Débat avec tous les participants
Propositions d’action et conclusions de la conférence
Annexe : thèmes envisagés
Voici, à titre préliminaire, une liste de thèmes envisagés avec une liste (non limitative) des principales questions posées par les non spécialistes.
Cour internationale de justice des Nations Unies
Bilan de ses actions, joue-t-elle un rôle important dans la solution pacifique des conflits ?
Compétence universelle
Etat actuel, problèmes liés à son application : immunité diplomatique (jurisprudence), état de la transposition des engagements internationaux (Conventions et Protocole I de Genève, Statut de la Cour pénale internationale,…) dans les législations nationales, la compétence universelle définie dans les Conventions et le Protocole I de Genève doit-elle être comprise dans son acception large ou dans une acception plus restreinte (présence des suspects dans le pays,…), jurisprudence, situation dans quelques pays (Belgique, France, Allemagne, Espagne,…), résultats à ce jour des plaintes déposées passées et présentes,…
Problèmes de fond : la compétence universelle a-t-elle été ou pourrait-elle être utilisée de manière abusive ou inappropriée ? Dans quels cas et sous quelles conditions son application est-elle possible et souhaitable ?
Cour pénale internationale
Etat actuel de la ratification du Statut et des enquêtes et poursuites engagées, problèmes divers posés dans son action, questions posées ou à poser en liaison avec la procédure de révision du Statut prévue en principe en 2009.
Nature de sa dépendance par rapport au Conseil de sécurité des Nations Unies (qui peut lui demander d’agir –cas du Darfour- ou empêcher le cas échéant certaines de ses actions).
Définition des crimes de guerre dans le Statut de la Cour, cas des attaques et bombardements causant des pertes civiles, de l’emploi de certaines armes,… : les changements par rapport aux traités antérieurs (Conventions de La Haye, Protocole I de 1977) sont-ils mineurs ou sont-ils un recul important du droit humanitaire ?
Le Procureur devrait-il prendre plus d’initiatives, par exemple demander publiquement aux Etats concernés d’accepter la juridiction de la Cour quand leur accord est nécessaire pour qu’elle agisse, même si les chances de succès sont faibles (cas de la guerre des Etats-Unis en Irak ou d’Israël au Liban,…). A-t-il ou non raison de ne pas poursuivre, comme il pourrait a priori le faire, les crimes commis en Afghanistan (pays adhérent) par les Etats-Unis, ou en Irak par le Royaume-Uni (pays adhérent) ?

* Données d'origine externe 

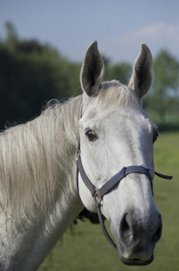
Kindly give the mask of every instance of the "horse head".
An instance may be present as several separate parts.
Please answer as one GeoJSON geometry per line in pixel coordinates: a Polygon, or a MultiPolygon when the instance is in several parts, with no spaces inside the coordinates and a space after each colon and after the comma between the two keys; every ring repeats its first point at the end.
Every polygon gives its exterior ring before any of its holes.
{"type": "MultiPolygon", "coordinates": [[[[153,144],[158,130],[142,108],[142,98],[153,80],[149,49],[141,45],[128,86],[117,80],[102,82],[103,75],[103,61],[94,42],[86,51],[80,75],[84,90],[79,120],[81,161],[97,190],[124,167],[149,169],[151,178],[131,173],[100,199],[121,260],[127,265],[148,265],[162,233],[162,218],[151,185],[153,144]]],[[[84,205],[95,211],[95,201],[81,174],[78,189],[84,205]]]]}

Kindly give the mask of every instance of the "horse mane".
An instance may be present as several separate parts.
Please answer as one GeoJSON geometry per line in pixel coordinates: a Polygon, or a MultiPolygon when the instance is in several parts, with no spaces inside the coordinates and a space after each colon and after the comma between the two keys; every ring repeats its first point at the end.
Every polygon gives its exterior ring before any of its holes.
{"type": "Polygon", "coordinates": [[[120,107],[139,103],[139,98],[135,92],[117,80],[103,82],[96,98],[99,110],[106,107],[113,107],[116,103],[120,107]]]}
{"type": "Polygon", "coordinates": [[[77,148],[81,104],[81,96],[55,102],[34,120],[0,134],[1,209],[17,224],[20,218],[37,220],[65,189],[62,181],[73,178],[70,154],[77,148]]]}

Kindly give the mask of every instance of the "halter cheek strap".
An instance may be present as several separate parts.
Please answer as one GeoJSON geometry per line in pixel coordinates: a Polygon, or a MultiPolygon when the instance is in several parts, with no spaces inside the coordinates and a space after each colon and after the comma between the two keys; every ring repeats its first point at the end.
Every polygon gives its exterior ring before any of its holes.
{"type": "MultiPolygon", "coordinates": [[[[100,189],[97,189],[90,181],[90,179],[87,177],[83,164],[81,161],[81,155],[80,155],[80,150],[78,149],[78,155],[76,159],[77,163],[77,187],[78,187],[78,172],[80,173],[80,175],[82,177],[82,180],[85,186],[88,188],[88,190],[91,192],[92,197],[94,199],[95,202],[95,209],[98,214],[99,221],[102,227],[102,230],[103,232],[103,235],[105,236],[106,239],[108,242],[115,248],[117,249],[117,247],[115,243],[112,241],[110,235],[107,232],[107,229],[104,226],[103,218],[102,218],[102,212],[101,212],[101,201],[104,195],[109,193],[117,184],[121,182],[121,181],[126,177],[127,175],[130,173],[139,173],[139,174],[145,174],[148,177],[148,180],[150,181],[150,185],[151,185],[151,190],[152,190],[152,194],[153,193],[153,179],[150,174],[150,169],[143,167],[143,166],[139,166],[139,165],[131,165],[128,167],[123,167],[118,173],[116,173],[114,176],[112,176],[105,184],[103,184],[100,189]]],[[[167,176],[164,175],[161,173],[158,173],[155,172],[155,174],[157,175],[158,177],[164,178],[164,179],[169,179],[171,180],[173,177],[172,176],[167,176]]]]}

Place de la compétence universelle dans le système de justice idéal qui serait instauré en principe par la création de la CPI.
Tribunaux ad hoc internationaux ou à caractère international
- ex-Yougoslavie Bilan de l’action du tribunal. La justice a-t-elle été rendue de manière impartiale à l’égard de toutes les parties impliquées ? La Procureure a-t-elle eu raison ou non de refuser de poursuivre les crimes commis par l’OTAN lors de la guerre de 1999 contre la Serbie (bombardements de cibles civiles,…) ? Conclusions sur les responsabilités de la Serbie et de l’ex-président Milosevic dans les crimes de guerre commis dans les guerres en ex-Yougoslavie, en particulier par les Serbes de Bosnie auxquels la Serbie a apporté un soutien militaire ?...
- Rwanda Bilan, question de la responsabilité de la France pour son soutien militaire au gouvernement rwandais avant et pendant le génocide, crimes de guerre éventuels commis du côté du FPR. Question de la fermeture du tribunal et du renvoi de certains suspects au Rwanda. Les cours de justice rwandaises : quel bilan ? La justice et les droits de la défense peuvent-ils y être exercés de manière adéquate ?
- Cambodge Situation actuelle. La justice cambodgienne, qui va juger d’anciens responsables khmers rouges dans le cadre d’un tribunal en partie international, devrait-elle aussi juger les responsables des crimes de guerre commis au Cambodge avec la participation des Etats-Unis pendant le gouvernement précédent ?
Qu’en est-il des crimes commis dans les autres pays d’Indochine, en particulier au Vietnam. Etat dans ce domaine des procédures concernant l’agent orange…
Etats-Unis
Attitude actuelle à l’égard du droit humanitaire et de la Cour pénale internationale. Que peut-on attendre des différents candidats à l’élection présidentielle ? …
Questions générales
Définition des crimes de guerre selon les traités internationaux. Cas des attaques (et attaques suicides) dirigées contre des cibles militaires, cas des attaques contre des cibles civiles ciblées (infrastructures, bâtiments administratifs,…) ou non ciblées.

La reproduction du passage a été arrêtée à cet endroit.